This article has been updated as of May 13, 2026 to connect the Senior Bowl injury reporting with the completed 2026 NFL Draft outcome. Nick Singleton should now be covered as a former Penn State running back and Tennessee Titans draft pick, not as a current Penn State depth-chart piece.
Reported Senior Bowl Injury
Multiple draft-cycle reports described Singleton suffering a foot injury during Senior Bowl week in Mobile. Some reporting described the injury as involving the fifth metatarsal and said it affected his ability to participate in later pre-draft workouts.
Because injury details can change as teams receive medical information, this page avoids attaching a precise recovery timetable that was not confirmed by all sources. The verified takeaway is narrower: the injury became part of Singleton’s draft evaluation, but it did not erase his Penn State production or prevent him from being drafted.
Penn State Resume
Singleton left Penn State as one of the program’s most productive offensive players of the modern era. The Titans’ draft story credited him with a Penn State-record 5,586 all-purpose yards, 3,451 rushing yards, 45 rushing touchdowns, 102 receptions, 987 receiving yards, and nine receiving touchdowns across four seasons.
Onward State’s draft report also described him as Penn State’s all-time leader in rushing touchdowns, all-purpose yards, and total touchdowns. Penn State’s own draft materials treated him as part of the same 2026 draft class that removed multiple inherited offensive centerpieces from Matt Campbell’s first roster.

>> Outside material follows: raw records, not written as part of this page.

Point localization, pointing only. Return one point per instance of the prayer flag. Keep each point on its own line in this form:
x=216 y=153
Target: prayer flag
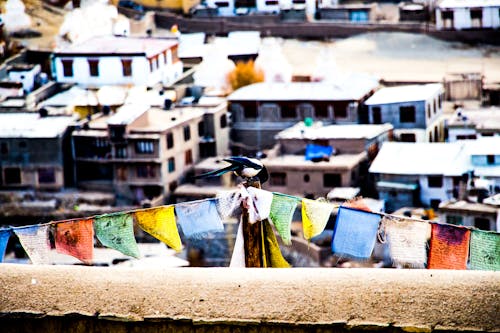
x=282 y=209
x=315 y=215
x=160 y=223
x=449 y=247
x=4 y=239
x=76 y=238
x=228 y=204
x=355 y=232
x=198 y=217
x=238 y=256
x=272 y=252
x=407 y=241
x=117 y=232
x=35 y=241
x=484 y=250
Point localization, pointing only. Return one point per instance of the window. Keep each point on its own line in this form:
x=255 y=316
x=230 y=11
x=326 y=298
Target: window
x=482 y=223
x=67 y=67
x=307 y=178
x=187 y=133
x=188 y=157
x=201 y=129
x=407 y=137
x=223 y=121
x=407 y=114
x=277 y=179
x=121 y=151
x=170 y=140
x=332 y=180
x=171 y=164
x=145 y=171
x=490 y=159
x=93 y=67
x=250 y=113
x=377 y=115
x=454 y=219
x=46 y=176
x=127 y=67
x=4 y=148
x=288 y=112
x=12 y=176
x=435 y=181
x=144 y=147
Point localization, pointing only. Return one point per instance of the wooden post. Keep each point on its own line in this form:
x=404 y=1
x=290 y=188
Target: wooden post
x=252 y=235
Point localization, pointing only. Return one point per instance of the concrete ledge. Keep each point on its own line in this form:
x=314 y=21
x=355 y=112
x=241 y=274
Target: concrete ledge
x=96 y=299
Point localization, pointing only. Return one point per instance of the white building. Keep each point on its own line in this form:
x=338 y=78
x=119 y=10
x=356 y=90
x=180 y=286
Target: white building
x=468 y=14
x=414 y=174
x=111 y=60
x=473 y=124
x=414 y=110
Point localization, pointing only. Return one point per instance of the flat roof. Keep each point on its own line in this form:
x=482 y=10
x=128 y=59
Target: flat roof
x=320 y=131
x=31 y=125
x=113 y=45
x=481 y=119
x=468 y=3
x=409 y=93
x=354 y=87
x=298 y=162
x=405 y=158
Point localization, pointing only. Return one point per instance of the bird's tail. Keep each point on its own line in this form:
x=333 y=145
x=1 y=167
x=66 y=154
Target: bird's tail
x=216 y=173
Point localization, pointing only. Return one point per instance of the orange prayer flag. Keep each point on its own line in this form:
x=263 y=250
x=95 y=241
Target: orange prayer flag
x=449 y=247
x=76 y=238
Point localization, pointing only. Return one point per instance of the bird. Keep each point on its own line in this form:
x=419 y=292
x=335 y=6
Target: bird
x=244 y=167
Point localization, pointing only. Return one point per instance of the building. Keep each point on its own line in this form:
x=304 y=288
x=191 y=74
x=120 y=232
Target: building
x=261 y=110
x=142 y=153
x=416 y=174
x=467 y=14
x=471 y=214
x=414 y=110
x=472 y=124
x=112 y=60
x=33 y=151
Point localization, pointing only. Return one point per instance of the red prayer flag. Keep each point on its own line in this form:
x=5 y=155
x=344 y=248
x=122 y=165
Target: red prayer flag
x=76 y=238
x=449 y=247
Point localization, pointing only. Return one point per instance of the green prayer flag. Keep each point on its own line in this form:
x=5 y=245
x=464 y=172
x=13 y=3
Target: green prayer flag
x=484 y=250
x=282 y=209
x=117 y=232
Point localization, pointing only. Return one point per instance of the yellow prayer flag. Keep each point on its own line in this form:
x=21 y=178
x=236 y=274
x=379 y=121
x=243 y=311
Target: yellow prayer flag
x=315 y=215
x=160 y=223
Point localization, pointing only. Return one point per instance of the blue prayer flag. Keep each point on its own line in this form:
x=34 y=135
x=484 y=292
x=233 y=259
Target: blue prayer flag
x=198 y=217
x=4 y=239
x=355 y=232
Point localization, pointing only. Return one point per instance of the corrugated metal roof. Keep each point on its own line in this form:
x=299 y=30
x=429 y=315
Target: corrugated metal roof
x=31 y=125
x=401 y=158
x=410 y=93
x=353 y=87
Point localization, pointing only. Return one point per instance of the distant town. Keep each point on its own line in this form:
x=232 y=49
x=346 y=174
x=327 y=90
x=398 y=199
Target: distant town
x=128 y=111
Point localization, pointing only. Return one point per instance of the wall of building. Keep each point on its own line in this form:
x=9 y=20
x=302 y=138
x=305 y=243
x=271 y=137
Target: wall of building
x=96 y=299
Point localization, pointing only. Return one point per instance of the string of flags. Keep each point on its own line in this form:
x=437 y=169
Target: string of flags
x=411 y=242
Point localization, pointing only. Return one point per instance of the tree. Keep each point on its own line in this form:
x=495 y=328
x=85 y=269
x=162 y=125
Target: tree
x=244 y=74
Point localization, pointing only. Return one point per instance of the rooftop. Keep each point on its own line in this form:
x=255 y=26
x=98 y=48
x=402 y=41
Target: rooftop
x=291 y=162
x=112 y=45
x=468 y=3
x=410 y=93
x=401 y=158
x=319 y=131
x=32 y=126
x=354 y=87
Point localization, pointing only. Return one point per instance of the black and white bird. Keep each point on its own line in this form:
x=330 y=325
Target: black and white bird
x=244 y=167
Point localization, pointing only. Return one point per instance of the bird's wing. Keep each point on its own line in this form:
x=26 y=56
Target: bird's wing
x=243 y=162
x=218 y=172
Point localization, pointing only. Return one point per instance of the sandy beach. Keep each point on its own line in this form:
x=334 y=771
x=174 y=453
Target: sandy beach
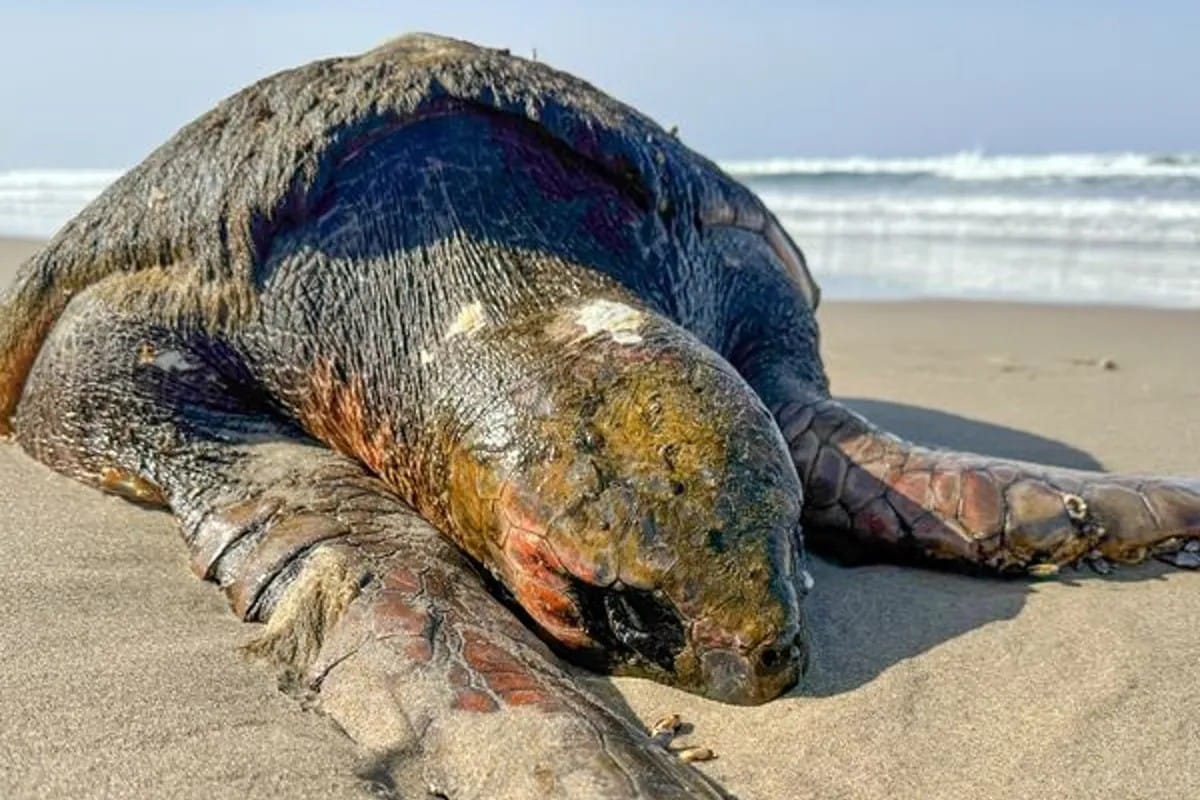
x=121 y=673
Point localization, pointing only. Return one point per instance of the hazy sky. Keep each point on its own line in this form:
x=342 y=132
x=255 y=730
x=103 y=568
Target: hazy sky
x=95 y=84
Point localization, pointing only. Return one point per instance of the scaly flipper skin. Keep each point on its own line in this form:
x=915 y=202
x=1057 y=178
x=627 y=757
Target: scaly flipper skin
x=543 y=342
x=875 y=495
x=365 y=605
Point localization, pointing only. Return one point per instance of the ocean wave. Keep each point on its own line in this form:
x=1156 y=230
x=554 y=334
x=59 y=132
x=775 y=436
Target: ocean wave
x=1081 y=220
x=973 y=166
x=37 y=202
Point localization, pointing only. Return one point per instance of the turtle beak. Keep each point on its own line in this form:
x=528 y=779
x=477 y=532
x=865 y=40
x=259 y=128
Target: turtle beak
x=759 y=675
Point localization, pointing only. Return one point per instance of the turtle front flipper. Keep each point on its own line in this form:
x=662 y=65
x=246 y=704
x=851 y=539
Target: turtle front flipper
x=394 y=633
x=366 y=607
x=871 y=495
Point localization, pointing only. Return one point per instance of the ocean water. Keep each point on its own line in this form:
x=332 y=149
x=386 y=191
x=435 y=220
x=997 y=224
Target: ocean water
x=1120 y=228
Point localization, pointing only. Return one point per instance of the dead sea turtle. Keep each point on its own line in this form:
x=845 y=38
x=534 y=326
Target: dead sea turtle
x=442 y=356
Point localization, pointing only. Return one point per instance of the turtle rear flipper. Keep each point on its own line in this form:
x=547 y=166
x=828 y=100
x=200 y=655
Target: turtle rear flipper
x=367 y=608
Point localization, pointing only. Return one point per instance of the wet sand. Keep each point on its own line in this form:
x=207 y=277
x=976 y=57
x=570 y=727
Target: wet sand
x=121 y=674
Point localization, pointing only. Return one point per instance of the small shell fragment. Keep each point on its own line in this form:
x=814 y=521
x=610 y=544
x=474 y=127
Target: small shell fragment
x=665 y=729
x=689 y=755
x=1077 y=506
x=1043 y=570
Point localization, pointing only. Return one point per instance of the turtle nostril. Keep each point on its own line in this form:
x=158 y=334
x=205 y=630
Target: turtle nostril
x=773 y=659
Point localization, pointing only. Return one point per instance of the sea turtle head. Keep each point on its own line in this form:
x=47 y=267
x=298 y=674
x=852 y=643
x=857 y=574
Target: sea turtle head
x=645 y=507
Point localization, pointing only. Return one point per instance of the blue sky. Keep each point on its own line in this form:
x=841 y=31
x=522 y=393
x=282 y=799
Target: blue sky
x=101 y=84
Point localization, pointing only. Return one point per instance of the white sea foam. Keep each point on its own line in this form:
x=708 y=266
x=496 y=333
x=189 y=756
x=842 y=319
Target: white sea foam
x=36 y=203
x=1087 y=227
x=1068 y=220
x=975 y=166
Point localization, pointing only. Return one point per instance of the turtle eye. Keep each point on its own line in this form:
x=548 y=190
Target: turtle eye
x=646 y=625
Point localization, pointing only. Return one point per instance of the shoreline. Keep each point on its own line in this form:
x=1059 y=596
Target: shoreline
x=123 y=674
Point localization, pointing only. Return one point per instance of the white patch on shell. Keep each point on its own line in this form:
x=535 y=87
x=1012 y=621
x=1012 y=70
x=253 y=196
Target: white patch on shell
x=471 y=318
x=617 y=319
x=172 y=361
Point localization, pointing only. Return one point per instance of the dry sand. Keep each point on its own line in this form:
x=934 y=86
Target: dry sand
x=120 y=674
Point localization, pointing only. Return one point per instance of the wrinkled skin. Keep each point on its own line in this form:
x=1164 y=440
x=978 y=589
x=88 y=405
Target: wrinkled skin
x=450 y=366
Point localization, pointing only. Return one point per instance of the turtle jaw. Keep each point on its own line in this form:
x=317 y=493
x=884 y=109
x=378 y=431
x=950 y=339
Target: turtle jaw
x=755 y=677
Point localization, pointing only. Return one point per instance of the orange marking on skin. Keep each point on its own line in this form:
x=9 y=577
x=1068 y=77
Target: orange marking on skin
x=403 y=581
x=982 y=506
x=419 y=650
x=913 y=486
x=528 y=697
x=474 y=701
x=538 y=578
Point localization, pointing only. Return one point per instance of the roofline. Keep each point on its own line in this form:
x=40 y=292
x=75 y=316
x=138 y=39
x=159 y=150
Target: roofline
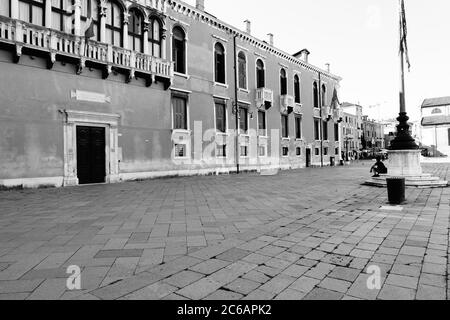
x=229 y=28
x=435 y=105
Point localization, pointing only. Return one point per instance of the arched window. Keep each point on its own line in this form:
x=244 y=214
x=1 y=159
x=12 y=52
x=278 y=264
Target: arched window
x=89 y=10
x=436 y=111
x=324 y=95
x=5 y=8
x=242 y=70
x=179 y=50
x=114 y=22
x=135 y=30
x=316 y=94
x=60 y=10
x=297 y=88
x=32 y=11
x=260 y=74
x=283 y=82
x=154 y=37
x=219 y=63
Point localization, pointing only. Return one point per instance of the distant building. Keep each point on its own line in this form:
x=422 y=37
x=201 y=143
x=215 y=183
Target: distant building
x=436 y=126
x=372 y=136
x=351 y=131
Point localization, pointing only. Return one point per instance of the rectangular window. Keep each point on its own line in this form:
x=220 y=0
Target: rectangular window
x=262 y=151
x=262 y=130
x=221 y=117
x=298 y=127
x=284 y=126
x=316 y=129
x=179 y=113
x=243 y=120
x=222 y=151
x=325 y=130
x=4 y=8
x=180 y=151
x=244 y=151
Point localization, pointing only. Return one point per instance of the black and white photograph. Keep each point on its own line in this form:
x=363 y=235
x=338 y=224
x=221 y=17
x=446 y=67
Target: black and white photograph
x=224 y=155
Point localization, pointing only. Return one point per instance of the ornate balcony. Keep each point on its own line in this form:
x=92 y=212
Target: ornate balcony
x=287 y=103
x=264 y=98
x=338 y=114
x=298 y=108
x=53 y=45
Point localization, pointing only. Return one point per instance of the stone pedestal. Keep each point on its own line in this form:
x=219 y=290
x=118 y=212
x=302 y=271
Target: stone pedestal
x=404 y=163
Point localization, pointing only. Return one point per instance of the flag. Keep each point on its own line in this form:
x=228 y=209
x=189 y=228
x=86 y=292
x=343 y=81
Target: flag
x=89 y=33
x=404 y=33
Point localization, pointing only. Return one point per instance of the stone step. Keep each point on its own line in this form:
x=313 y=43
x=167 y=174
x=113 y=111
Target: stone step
x=415 y=178
x=269 y=171
x=377 y=182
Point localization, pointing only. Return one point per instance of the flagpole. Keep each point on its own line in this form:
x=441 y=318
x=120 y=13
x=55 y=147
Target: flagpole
x=403 y=139
x=402 y=62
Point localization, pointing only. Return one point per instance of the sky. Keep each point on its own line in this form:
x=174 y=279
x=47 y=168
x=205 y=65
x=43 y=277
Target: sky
x=360 y=39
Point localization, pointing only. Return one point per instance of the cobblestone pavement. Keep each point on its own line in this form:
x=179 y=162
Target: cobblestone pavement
x=306 y=234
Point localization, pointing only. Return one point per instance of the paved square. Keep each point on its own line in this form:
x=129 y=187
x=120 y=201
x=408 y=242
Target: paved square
x=303 y=234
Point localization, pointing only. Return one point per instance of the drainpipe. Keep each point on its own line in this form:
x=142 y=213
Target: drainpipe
x=321 y=121
x=236 y=106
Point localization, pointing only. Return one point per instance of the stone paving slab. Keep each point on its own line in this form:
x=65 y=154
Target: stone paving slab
x=228 y=237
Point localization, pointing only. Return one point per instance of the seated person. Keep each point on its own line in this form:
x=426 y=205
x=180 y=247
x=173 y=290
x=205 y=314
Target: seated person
x=378 y=168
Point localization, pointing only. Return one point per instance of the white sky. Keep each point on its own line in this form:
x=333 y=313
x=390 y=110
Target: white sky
x=360 y=40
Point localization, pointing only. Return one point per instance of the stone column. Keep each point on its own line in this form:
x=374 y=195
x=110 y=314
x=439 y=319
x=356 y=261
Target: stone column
x=48 y=14
x=70 y=170
x=164 y=44
x=103 y=13
x=145 y=37
x=77 y=17
x=15 y=9
x=126 y=21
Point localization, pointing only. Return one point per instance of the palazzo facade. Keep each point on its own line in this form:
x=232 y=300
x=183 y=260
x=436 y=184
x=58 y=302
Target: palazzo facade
x=154 y=91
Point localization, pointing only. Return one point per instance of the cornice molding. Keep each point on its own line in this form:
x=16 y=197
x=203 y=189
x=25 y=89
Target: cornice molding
x=180 y=7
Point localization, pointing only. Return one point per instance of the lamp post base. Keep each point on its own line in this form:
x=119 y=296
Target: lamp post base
x=403 y=140
x=404 y=163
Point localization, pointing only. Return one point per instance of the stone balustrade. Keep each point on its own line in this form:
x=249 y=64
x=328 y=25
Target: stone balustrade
x=54 y=42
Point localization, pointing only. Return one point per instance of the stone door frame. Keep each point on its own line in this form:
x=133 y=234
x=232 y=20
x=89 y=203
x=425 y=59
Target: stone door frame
x=74 y=118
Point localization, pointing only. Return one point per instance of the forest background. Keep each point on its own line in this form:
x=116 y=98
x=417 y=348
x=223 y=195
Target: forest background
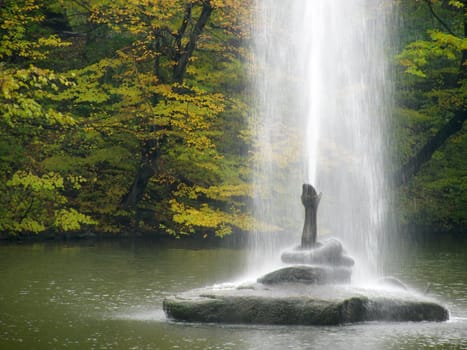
x=134 y=117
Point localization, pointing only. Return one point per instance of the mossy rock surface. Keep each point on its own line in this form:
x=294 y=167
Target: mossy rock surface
x=260 y=305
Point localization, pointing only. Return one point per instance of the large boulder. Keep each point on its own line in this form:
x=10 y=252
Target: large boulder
x=298 y=304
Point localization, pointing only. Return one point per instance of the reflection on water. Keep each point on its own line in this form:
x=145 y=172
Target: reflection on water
x=108 y=296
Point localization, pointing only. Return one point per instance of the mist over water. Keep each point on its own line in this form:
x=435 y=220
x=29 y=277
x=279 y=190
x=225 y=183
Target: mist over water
x=322 y=97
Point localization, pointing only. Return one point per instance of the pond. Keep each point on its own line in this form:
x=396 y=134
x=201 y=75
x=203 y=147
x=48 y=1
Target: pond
x=108 y=295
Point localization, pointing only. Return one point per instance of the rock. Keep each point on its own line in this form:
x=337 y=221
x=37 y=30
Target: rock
x=299 y=307
x=330 y=252
x=307 y=275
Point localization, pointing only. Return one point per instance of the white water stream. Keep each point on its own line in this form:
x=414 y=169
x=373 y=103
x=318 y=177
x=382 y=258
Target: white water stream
x=322 y=97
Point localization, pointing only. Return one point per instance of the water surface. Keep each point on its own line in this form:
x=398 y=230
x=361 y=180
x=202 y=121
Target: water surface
x=108 y=295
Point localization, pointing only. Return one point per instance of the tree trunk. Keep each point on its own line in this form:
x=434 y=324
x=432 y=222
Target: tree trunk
x=146 y=170
x=310 y=200
x=187 y=52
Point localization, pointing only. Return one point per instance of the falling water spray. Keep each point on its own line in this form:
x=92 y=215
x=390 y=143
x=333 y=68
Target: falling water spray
x=322 y=100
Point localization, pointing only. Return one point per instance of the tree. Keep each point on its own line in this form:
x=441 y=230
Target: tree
x=33 y=200
x=432 y=111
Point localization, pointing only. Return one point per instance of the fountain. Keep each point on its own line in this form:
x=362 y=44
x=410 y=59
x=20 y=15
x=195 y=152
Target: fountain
x=312 y=289
x=321 y=103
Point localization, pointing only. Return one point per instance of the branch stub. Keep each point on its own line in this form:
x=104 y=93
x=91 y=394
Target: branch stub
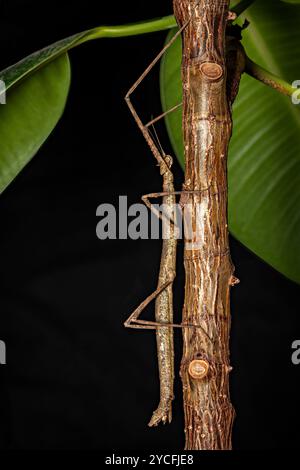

That career context is the reason the injury should not dominate the profile. It was a draft-process variable, not the full story of Singleton’s college value.
Draft Outcome
The draft process ended with a verified result: GoPSUSports and Penn State University’s 2026 NFL Draft recap reported that the Tennessee Titans selected Singleton in the fifth round with the No. 165 overall pick. The Titans’ official draft story confirmed the same destination and pick number.
The same Penn State recap listed Kaytron Allen as a sixth-round pick by the Washington Commanders at No. 187. That made Singleton and Allen part of the same larger backfield transition: both left the Penn State roster and entered the NFL in the 2026 draft.
Depth-Chart Impact
Singleton should not be used in any 2026 Penn State return-game, rushing, or offensive personnel charting. His absence changes the running back room from a proven star pairing to a competition among current roster options.
That is the useful Penn State angle after the draft. Instead of guessing how much the Senior Bowl injury changed individual NFL draft boards, current coverage should treat Singleton’s college career as closed and focus Penn State’s 2026 backfield analysis on active players such as James Peoples, Carson Hansen, Quinton Martin Jr., and Cam Wallace.
Current Site Wording
The safe current wording is: Singleton was injured during the Senior Bowl process, completed a record-setting Penn State career, and was drafted by Tennessee at No. 165 overall in 2026. Anything stronger than that, especially exact medical recovery claims or draft-board speculation, should be avoided unless supported by a clearly identified current source.
Sources and update notes
This update was checked against Senior Bowl injury reporting from the 2026 draft cycle, GoPSUSports’ 2026 NFL Draft recap, Penn State University’s draft recap, the Tennessee Titans’ official draft story, and Onward State’s Singleton draft report.